# Please help, found a baby!



## dusty667 (May 4, 2010)

Hi there,

To make a long story short, yesterday people were on the roof installing cables where feral pigeons nest. Today it is pouring rain out and I found a baby pigeon hundled on a staircase under my apartment. It cried for nearly 3 hours until I was guility, I brought it in.

It seems pretty developed but still cannot fly, I hope to return it to its parents or something like that but I don't know if they come back for it.

I really have no idea on how to care for pigeons. I have no clue... whatsoever. I don't want this baby to die. I already contacted the SPCA hoping they would take it in. I don' know if they would since they are considered pests... I am also on the hunt for Bird Rescues.

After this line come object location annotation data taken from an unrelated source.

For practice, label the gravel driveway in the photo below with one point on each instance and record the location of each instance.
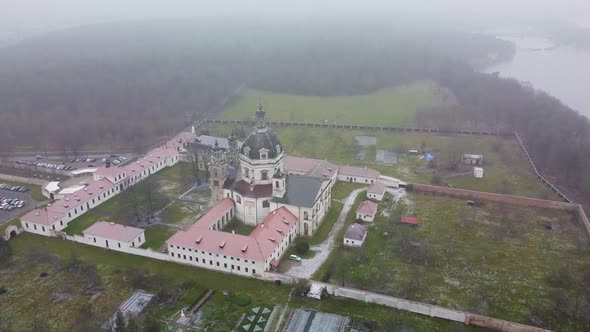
(307, 267)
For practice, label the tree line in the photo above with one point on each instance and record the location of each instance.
(126, 85)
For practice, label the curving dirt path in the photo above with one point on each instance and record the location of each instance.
(307, 267)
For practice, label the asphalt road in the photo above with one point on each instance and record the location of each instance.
(8, 215)
(307, 267)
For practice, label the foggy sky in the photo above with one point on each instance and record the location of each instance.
(29, 16)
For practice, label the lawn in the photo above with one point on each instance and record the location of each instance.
(506, 169)
(328, 222)
(522, 264)
(108, 277)
(176, 212)
(156, 235)
(4, 225)
(395, 106)
(35, 190)
(59, 296)
(385, 319)
(162, 187)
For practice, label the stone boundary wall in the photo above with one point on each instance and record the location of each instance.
(537, 173)
(357, 126)
(510, 199)
(416, 307)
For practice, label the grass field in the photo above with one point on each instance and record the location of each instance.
(391, 106)
(35, 190)
(506, 169)
(523, 264)
(108, 277)
(164, 186)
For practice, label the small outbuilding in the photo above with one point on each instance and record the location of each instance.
(472, 159)
(376, 191)
(114, 236)
(355, 235)
(478, 172)
(410, 220)
(366, 211)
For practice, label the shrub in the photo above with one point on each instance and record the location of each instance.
(302, 247)
(301, 288)
(243, 300)
(436, 179)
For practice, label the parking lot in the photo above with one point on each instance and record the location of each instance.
(60, 164)
(14, 200)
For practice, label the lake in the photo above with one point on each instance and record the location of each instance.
(561, 71)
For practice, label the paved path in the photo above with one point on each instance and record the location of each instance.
(307, 267)
(22, 179)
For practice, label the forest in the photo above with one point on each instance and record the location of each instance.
(126, 85)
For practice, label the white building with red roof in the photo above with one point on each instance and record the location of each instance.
(205, 245)
(357, 174)
(355, 235)
(114, 236)
(57, 215)
(108, 182)
(366, 211)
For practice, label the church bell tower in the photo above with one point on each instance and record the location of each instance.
(217, 172)
(233, 151)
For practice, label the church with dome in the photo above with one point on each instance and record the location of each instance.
(259, 177)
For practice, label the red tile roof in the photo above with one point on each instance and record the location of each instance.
(59, 208)
(410, 220)
(358, 171)
(275, 226)
(113, 231)
(259, 245)
(377, 188)
(214, 214)
(41, 217)
(109, 171)
(309, 166)
(259, 190)
(367, 208)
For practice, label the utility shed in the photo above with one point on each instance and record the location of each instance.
(366, 211)
(114, 236)
(472, 159)
(355, 235)
(478, 172)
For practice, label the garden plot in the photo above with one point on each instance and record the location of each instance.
(134, 305)
(303, 320)
(366, 140)
(384, 157)
(506, 261)
(256, 319)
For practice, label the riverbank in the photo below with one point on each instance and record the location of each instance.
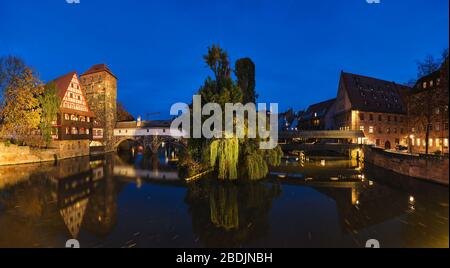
(431, 168)
(17, 155)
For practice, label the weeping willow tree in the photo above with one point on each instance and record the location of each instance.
(230, 158)
(224, 207)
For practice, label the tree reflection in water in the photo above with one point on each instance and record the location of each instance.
(229, 215)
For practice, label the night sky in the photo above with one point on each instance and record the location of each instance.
(156, 47)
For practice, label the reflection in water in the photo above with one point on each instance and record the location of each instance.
(229, 215)
(138, 200)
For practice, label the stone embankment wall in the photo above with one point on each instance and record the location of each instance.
(16, 155)
(431, 168)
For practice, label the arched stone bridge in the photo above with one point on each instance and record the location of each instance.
(149, 134)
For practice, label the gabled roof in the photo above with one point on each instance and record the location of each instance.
(321, 109)
(62, 84)
(427, 78)
(374, 95)
(97, 69)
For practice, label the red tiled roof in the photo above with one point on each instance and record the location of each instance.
(62, 83)
(322, 107)
(374, 95)
(98, 68)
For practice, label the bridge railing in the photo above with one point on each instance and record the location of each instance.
(323, 134)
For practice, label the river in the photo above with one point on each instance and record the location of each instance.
(114, 201)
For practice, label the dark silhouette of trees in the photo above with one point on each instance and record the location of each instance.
(245, 74)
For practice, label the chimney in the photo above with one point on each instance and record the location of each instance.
(139, 122)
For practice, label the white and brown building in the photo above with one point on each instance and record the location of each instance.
(374, 106)
(72, 130)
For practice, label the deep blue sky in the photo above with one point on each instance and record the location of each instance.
(156, 47)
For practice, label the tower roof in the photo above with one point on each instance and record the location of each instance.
(374, 95)
(62, 83)
(97, 68)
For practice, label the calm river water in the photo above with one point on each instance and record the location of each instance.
(118, 202)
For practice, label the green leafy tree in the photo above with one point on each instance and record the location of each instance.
(20, 110)
(230, 158)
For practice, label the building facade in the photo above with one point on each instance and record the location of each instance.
(319, 116)
(428, 113)
(101, 91)
(374, 106)
(74, 119)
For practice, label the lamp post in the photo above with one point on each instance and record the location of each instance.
(411, 138)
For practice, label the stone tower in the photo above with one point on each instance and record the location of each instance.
(100, 85)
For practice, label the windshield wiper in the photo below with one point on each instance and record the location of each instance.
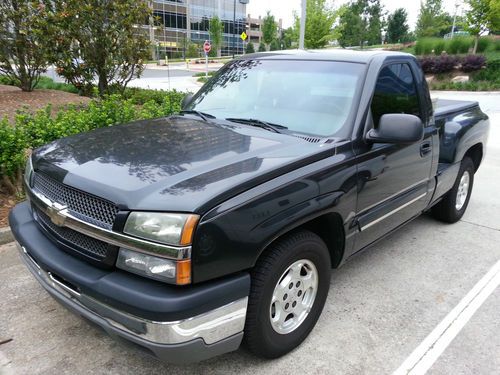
(259, 123)
(203, 115)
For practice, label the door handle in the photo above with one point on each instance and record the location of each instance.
(425, 148)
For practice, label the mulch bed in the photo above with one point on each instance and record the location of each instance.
(13, 99)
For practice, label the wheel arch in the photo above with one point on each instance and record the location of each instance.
(328, 226)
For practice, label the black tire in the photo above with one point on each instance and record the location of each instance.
(260, 336)
(446, 209)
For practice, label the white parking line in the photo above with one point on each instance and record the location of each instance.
(424, 356)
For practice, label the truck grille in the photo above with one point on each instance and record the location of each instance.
(89, 246)
(85, 206)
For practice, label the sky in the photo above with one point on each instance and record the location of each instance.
(284, 8)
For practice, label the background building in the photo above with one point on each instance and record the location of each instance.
(174, 23)
(254, 30)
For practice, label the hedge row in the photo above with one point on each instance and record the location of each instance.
(32, 130)
(458, 45)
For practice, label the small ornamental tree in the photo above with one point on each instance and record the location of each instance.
(482, 16)
(250, 48)
(25, 41)
(269, 29)
(100, 40)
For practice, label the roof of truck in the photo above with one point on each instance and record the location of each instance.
(335, 54)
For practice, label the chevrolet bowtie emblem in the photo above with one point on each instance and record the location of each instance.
(55, 213)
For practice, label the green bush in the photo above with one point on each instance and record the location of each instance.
(459, 45)
(33, 130)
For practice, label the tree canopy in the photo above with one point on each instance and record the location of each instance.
(215, 32)
(483, 15)
(25, 40)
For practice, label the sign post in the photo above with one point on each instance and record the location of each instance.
(206, 47)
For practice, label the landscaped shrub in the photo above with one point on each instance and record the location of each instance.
(33, 130)
(471, 63)
(490, 74)
(424, 46)
(459, 45)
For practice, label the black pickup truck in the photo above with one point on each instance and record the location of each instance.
(189, 234)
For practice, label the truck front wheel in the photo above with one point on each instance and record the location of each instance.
(453, 205)
(289, 288)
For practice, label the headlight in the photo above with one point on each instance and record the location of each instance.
(28, 171)
(167, 270)
(168, 228)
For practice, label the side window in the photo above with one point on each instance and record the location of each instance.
(395, 92)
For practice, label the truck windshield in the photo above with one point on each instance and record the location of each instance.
(311, 97)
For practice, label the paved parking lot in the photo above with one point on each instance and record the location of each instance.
(381, 307)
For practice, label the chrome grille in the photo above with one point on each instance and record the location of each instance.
(87, 207)
(89, 245)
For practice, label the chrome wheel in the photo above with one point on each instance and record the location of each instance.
(463, 191)
(293, 296)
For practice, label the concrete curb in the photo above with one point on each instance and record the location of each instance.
(6, 235)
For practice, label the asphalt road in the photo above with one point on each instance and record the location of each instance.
(381, 306)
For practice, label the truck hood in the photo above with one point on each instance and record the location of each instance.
(177, 163)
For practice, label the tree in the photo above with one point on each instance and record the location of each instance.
(215, 32)
(482, 16)
(100, 39)
(249, 48)
(25, 41)
(269, 29)
(360, 22)
(432, 20)
(319, 24)
(397, 26)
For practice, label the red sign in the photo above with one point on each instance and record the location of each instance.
(207, 46)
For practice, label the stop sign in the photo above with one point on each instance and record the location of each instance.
(207, 46)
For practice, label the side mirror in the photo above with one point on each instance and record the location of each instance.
(397, 128)
(186, 100)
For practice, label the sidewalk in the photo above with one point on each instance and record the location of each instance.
(164, 83)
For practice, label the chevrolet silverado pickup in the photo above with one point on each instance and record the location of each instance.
(190, 234)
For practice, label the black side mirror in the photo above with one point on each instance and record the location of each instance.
(186, 100)
(397, 128)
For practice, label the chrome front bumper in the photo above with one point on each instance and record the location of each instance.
(222, 326)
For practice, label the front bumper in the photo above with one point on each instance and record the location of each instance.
(191, 336)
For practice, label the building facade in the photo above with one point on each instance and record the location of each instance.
(176, 23)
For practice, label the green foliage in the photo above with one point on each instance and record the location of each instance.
(215, 32)
(25, 40)
(397, 26)
(360, 23)
(100, 39)
(269, 28)
(319, 21)
(432, 20)
(454, 46)
(249, 48)
(274, 46)
(33, 130)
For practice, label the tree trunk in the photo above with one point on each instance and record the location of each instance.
(476, 42)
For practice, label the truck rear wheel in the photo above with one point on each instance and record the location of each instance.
(289, 289)
(452, 207)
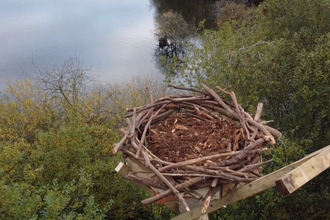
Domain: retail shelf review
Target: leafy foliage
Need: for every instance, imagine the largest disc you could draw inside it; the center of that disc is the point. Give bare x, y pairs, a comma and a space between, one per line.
280, 58
55, 156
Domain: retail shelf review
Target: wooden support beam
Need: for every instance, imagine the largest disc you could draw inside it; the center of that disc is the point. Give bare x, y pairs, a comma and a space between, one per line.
247, 190
295, 179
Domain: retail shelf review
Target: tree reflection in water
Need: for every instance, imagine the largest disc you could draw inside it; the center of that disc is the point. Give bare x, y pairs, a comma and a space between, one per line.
176, 27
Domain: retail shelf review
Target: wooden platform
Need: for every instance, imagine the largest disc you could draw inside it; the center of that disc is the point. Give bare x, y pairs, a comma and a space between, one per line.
287, 179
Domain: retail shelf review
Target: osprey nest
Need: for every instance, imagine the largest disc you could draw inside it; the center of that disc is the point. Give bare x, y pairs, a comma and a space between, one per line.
190, 142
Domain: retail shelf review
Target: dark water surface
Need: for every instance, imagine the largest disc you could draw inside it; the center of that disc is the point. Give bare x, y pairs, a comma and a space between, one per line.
114, 38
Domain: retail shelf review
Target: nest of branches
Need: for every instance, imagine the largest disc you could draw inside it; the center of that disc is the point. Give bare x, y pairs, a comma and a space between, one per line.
190, 142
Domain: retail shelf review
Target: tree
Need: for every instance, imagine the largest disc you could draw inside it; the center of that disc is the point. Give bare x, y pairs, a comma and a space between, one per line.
281, 58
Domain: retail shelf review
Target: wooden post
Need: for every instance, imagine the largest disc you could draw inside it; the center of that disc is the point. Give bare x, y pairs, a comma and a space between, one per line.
248, 190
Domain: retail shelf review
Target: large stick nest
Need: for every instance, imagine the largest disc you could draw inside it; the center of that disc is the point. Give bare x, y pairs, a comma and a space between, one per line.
189, 142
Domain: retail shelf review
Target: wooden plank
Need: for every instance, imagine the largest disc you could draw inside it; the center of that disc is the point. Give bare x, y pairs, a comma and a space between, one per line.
304, 173
247, 190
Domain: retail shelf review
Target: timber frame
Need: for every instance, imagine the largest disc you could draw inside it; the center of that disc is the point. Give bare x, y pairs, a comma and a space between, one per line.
287, 179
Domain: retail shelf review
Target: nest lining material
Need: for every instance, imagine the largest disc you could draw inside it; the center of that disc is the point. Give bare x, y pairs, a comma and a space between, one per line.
189, 142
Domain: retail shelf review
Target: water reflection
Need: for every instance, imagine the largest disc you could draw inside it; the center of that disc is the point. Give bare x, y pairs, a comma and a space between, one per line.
193, 11
176, 25
114, 38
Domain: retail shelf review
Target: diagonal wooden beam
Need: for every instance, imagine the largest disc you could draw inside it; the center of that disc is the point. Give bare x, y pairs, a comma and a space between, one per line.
298, 177
248, 190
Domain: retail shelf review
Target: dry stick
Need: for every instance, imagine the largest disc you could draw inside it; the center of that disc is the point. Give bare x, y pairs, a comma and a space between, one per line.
277, 135
199, 159
254, 166
163, 115
214, 182
231, 195
132, 129
242, 154
120, 143
238, 110
144, 117
209, 197
268, 136
161, 177
218, 99
145, 181
169, 191
188, 89
144, 134
259, 111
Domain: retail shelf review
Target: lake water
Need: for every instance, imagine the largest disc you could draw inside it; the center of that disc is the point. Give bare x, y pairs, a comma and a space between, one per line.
114, 38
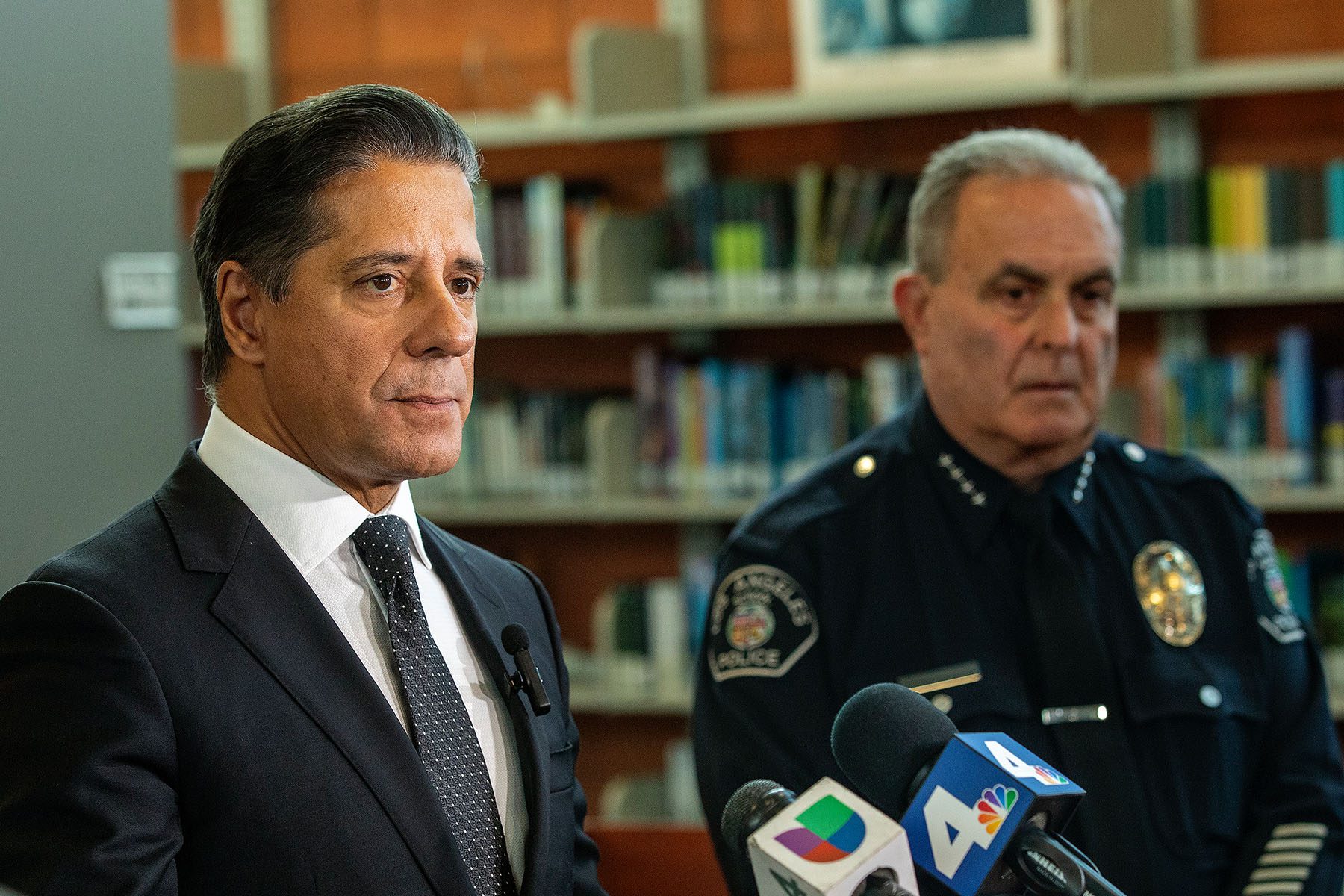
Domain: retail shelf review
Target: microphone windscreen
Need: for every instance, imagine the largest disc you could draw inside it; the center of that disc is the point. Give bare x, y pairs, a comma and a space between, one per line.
883, 736
515, 638
753, 805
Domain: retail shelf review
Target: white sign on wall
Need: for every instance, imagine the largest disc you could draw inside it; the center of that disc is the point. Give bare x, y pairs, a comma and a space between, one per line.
140, 290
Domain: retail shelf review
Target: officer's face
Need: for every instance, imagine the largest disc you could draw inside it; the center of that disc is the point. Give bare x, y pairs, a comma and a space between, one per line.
1018, 341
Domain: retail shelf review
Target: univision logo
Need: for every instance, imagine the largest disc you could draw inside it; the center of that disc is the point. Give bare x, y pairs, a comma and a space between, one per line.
831, 832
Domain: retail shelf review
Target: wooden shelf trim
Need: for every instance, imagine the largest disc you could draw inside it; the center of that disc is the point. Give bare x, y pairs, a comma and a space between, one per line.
593, 702
783, 108
596, 511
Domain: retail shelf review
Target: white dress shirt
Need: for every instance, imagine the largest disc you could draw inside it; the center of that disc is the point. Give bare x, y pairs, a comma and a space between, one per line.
312, 519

Please help me while its under my care. How do I feed this baby? How do I give it water? What does it eat? Bread? Muffins? (like feral what you feed feral pigeons?) How do I get it to eat/drink? Its terrified of me..

I attached a picture.










If you can please help, that would be great!


----------



## Charis (Feb 11, 2007)

Here are some prewritten feeding instructions...it would be helpful if you put an old towel on the bottom of the box. You can put paper towel over it so the towel won't get too soiled.
Where are you located?

You can hand feed defrosted corn and peas. Run some hot water over them until they are defrosted and slightly warmed. Put the bird on your lap and hold it next to your body. If it helps, you can wrap a towel around it or put it in the sleeve of a tee shirt, with the head out the wrist. That confines them without hurting them and makes it easier to handle. Gently open the beak and pop the piece of corn and peas at the back of the mouth and over the throat. 
You will need to feed 40-50 per feeding and every time the crop empties until you know the baby is eating on his own. 
This is a wonderful method for teaching babies to eat because they feel the whole food in their mouth and it’s soft and easy to pick up and hang on to. The next step… seeds. 
The crop is located right below the throat and with food it fills up like a little balloon. The peas and corn make it lumpy and squishy.


----------



## dusty667 (May 4, 2010)

Thanks for the instructions. I am a little chicken to try it but I'll try to feed a couple of peas just for now. I actually wish to return it in the morning to the spot where I found it. Many people are suggesting this. Do you think the parents would come back for it. Would it be better?

Btw I located in Calgary Canada.


----------



## Charis (Feb 11, 2007)

The hardest part of feeding a baby pigeon is just doing it the forst time.
Can you feel the crop and see if the baby has food there already?

I think it's too late to return the baby to mom and dad especially since you don't know who they are. Putting it back where you ...well...they will never find it.

Of couse the baby is terrifed of you now but that will cahnge as soon as she realizes you are a food source.


----------



## dusty667 (May 4, 2010)

I see, I tried it, struggled super hard. Its whacking me with its wings and crying like crazy. I am scared it might die out of fear of something. Where is the crop? How do I feel it? Do you think this baby is old enough to be eating peas? Is Millet okay as well? 

Does it need water? @[email protected] This is so hard.


----------



## Charis (Feb 11, 2007)

Yes it's old enough to be eating peas. Why don't you PM me you phone number and I'll talk you though it. or you can call me...


----------



## Charis (Feb 11, 2007)

Here is a rescue in Edmundton...you can contact them and ask if they have a contact in your area for you to take the baby.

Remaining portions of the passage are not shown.